Tuesday, February 26, 2013

Memoir: Fact/Fiction Redux


It's coming on strong - as it has been for the last couple of years: What's Up With Memoir?
Is it fact?
Is it fiction?

This is becoming a theme in this blog, which is ok with me. Here's a just-found article (new-to-me) on Why Some Memoirs Are Better As Fiction. I think he clarifies a point that Le Guin makes that I wasn't getting through her dismissal of any conversation recounted=fiction, never truth. Taylor Antrim, the article's author, points out that memoir can become a short cut - a weak version of story telling, where authors are not held accountable for making solid characters. They pick and choose from the cherry tree of literary styles/methods, and leave behind the most solid storytelling.

I could give him that. Now, re-reading Le Guin's essay, I can hear where she is coming from better. He also points out there's a long and respected tradition of auto-biographical fiction (The Bell Jar by Sylvia Plath being a big one). So now I am feeling out - what would be better done as fiction?

This liminal space, this mixing of style and manner, content and intent, is risky for sure, and it is only getting riskier. The more I personally work on memoir, the more I want to write in present tense, dropping the reader and myself into the moment without reservation. Some kind of truth is coming forward that would not if I kept writing in the past tense, or "about" conversations instead of the conversations themselves. Do I not entirely recall things or recall things incorrectly? It's a given.

Can we write memoir knowing that's a given?
What's the line between what is acceptable and what isn't?
Between "emotional truth" and factual lies?
I have a lot of journals, some of which contain actual interactions with others. I am curious when I encounter them what I recalled incorrectly. I know that is not just a possiblity but a likelihood.

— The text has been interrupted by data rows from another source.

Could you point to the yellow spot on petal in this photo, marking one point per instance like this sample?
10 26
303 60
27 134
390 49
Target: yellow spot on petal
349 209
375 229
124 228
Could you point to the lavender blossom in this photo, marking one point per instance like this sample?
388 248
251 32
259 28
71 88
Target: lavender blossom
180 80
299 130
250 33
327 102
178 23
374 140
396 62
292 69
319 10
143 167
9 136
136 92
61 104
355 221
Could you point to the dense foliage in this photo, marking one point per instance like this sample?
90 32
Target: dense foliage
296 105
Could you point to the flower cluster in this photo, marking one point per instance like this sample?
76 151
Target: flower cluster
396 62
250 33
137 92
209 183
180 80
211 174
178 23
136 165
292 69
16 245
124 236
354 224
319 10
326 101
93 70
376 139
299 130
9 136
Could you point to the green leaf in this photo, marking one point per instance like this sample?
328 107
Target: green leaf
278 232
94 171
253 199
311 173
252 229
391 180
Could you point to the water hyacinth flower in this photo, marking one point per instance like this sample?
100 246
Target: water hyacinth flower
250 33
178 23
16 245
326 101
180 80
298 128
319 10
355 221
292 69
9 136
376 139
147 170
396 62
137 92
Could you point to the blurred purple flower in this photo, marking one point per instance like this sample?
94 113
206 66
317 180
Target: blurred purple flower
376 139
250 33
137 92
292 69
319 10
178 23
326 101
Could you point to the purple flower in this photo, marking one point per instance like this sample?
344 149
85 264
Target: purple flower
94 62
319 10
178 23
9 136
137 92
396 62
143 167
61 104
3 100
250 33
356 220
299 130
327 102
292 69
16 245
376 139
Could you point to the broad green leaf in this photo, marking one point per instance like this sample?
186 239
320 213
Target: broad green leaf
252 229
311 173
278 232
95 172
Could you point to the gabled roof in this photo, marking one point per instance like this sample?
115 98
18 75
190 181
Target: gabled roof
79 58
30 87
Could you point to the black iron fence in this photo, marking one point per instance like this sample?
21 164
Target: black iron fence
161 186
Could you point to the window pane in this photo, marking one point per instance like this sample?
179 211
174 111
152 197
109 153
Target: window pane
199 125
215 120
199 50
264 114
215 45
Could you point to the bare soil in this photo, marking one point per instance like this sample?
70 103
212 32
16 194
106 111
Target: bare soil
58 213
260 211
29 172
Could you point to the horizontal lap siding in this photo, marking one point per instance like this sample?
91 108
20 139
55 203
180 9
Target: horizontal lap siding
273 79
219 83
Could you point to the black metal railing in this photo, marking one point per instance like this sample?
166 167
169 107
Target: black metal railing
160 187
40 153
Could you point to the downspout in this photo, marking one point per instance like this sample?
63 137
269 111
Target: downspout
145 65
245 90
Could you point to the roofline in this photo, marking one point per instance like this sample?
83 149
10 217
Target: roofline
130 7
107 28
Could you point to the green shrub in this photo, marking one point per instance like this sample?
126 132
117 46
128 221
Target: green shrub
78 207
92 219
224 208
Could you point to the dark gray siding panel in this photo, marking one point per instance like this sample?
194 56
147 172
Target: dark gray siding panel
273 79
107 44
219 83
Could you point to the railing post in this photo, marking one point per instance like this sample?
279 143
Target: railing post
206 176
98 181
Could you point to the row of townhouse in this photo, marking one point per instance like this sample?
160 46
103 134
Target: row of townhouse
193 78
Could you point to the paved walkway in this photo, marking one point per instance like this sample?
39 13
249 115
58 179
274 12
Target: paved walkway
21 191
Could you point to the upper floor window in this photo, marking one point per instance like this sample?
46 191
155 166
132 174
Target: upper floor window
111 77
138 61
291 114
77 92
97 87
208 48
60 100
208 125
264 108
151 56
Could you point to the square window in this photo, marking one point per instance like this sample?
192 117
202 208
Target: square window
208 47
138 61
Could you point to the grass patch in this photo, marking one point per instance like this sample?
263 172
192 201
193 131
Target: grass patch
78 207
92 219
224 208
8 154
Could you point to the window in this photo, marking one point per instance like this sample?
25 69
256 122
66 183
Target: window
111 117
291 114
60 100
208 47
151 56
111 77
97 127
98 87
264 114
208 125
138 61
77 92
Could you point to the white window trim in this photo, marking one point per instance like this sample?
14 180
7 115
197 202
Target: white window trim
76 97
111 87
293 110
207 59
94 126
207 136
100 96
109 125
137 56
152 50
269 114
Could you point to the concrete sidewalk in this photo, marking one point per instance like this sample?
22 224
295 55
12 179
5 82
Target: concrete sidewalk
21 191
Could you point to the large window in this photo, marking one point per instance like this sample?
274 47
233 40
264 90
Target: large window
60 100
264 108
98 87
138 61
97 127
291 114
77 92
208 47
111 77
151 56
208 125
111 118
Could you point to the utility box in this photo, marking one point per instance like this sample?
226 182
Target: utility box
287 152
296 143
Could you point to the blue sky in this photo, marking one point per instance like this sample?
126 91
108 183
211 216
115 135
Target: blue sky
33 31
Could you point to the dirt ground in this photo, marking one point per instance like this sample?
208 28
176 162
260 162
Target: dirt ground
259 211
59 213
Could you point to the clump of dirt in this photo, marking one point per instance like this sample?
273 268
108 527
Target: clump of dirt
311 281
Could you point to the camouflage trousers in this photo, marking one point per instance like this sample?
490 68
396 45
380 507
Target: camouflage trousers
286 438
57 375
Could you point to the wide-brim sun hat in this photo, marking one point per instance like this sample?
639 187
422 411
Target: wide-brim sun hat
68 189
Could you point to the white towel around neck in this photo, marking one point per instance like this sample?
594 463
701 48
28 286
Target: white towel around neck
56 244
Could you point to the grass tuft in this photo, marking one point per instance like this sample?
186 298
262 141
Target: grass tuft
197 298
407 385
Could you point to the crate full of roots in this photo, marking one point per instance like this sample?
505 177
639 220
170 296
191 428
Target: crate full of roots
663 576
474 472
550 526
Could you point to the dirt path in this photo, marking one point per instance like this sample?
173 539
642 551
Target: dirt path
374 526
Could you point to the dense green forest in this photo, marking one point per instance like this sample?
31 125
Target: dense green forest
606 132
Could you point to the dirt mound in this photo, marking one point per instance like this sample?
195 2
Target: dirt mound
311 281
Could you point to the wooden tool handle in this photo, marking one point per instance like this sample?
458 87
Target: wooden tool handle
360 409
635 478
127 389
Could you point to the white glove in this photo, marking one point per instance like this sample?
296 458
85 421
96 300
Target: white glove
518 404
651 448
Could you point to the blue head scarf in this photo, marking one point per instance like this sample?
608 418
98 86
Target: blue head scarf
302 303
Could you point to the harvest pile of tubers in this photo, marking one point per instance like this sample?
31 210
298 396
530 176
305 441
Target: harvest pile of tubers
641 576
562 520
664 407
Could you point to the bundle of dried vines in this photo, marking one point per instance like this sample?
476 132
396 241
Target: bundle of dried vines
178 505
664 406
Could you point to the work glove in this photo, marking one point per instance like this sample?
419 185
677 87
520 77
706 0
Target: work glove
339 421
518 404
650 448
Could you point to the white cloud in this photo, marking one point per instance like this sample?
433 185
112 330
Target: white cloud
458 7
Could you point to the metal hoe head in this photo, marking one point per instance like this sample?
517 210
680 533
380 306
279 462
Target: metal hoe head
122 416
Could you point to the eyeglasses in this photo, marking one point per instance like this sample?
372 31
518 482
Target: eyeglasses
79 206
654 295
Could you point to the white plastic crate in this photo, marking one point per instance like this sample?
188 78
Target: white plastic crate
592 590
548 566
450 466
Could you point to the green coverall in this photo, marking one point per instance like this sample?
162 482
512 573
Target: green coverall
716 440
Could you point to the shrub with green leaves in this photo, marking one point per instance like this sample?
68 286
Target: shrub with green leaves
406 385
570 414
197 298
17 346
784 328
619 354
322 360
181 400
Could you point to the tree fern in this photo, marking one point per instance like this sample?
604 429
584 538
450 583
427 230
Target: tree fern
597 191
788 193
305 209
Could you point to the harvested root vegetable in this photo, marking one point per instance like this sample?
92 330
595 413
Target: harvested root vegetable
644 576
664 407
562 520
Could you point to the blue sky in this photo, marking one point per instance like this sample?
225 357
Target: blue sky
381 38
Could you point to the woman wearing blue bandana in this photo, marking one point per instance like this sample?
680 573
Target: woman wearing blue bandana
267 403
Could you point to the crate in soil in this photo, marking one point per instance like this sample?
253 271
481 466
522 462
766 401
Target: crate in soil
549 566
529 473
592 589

But I don't want to write fiction. I want to write memoir and I want my story to be taken as such. I appreciate Antrim's notes on responsibility of the writer, and would like to apply them to my own work. More helpful fodder for writing strong memoir. I am, however, certainly writing memoir.

What if we *accept* that likelihood and create a new form, well, that's already been created: more memoir than fiction, more autobiographical than projection, and yet. Well.

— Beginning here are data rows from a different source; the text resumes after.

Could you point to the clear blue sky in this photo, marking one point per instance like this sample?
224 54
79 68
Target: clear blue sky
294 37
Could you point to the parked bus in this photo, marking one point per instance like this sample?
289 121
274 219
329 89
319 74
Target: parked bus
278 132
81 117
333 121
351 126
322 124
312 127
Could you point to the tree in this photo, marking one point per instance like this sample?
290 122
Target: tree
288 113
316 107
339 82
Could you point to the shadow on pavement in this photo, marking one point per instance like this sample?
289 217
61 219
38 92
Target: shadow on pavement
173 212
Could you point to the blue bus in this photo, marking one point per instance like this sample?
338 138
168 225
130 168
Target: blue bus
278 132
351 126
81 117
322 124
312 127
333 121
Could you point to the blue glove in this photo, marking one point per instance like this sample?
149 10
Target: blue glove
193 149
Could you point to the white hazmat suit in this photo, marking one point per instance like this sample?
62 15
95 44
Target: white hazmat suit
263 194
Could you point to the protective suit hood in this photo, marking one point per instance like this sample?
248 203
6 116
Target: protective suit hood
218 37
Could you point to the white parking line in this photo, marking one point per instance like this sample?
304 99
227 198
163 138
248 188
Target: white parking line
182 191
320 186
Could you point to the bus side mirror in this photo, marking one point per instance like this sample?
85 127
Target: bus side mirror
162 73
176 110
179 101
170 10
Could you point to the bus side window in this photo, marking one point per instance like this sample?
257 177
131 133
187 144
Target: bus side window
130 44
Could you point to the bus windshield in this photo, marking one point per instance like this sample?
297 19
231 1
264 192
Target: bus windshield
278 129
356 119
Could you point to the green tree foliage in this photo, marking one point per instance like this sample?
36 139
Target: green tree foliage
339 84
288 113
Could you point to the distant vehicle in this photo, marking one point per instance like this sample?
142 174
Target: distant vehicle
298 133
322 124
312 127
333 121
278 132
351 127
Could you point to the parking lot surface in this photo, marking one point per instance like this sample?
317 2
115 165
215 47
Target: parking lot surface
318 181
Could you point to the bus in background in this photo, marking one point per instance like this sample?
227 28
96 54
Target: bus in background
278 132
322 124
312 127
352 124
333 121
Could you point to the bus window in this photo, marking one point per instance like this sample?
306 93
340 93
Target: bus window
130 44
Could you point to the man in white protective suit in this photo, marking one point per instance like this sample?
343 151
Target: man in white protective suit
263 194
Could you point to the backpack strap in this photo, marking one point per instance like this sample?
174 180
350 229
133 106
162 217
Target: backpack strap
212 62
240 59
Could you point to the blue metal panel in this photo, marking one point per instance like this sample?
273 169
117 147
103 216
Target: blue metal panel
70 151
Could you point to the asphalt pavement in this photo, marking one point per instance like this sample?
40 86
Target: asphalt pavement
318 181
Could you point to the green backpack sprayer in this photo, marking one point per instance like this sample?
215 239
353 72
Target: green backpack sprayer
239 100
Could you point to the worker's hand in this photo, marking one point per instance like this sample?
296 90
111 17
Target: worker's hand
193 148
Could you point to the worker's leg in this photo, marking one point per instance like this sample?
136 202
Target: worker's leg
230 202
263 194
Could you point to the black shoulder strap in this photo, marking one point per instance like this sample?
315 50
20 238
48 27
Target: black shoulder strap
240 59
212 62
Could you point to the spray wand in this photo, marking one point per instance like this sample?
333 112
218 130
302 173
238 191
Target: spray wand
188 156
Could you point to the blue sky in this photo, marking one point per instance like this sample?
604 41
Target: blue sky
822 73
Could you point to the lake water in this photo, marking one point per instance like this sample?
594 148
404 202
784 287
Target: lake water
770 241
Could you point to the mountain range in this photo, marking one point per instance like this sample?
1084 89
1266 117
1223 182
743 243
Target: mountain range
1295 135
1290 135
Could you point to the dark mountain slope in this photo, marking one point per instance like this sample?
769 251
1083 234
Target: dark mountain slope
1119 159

I am fine with what Le Guin notes in her essay - as soon as we encounter actual dialogue, we know that it's not factual recall but emotional recall. However, here's where she and I diverge: what if, instead of at that moment we trust the writer less (as she says she does),  we recognize what they are doing, the style they are using, and continue with that understanding? 

We read the memoir knowing the memoir is based on emotional recall and not factual. We accept that the parameters of memoir have changed, while still holding folks accountable for outright lies and manipulations. 

We use memoir as a chance to notice how memory works, how minds work, and stay curious instead of sticking to former concepts of how personal stories should be told?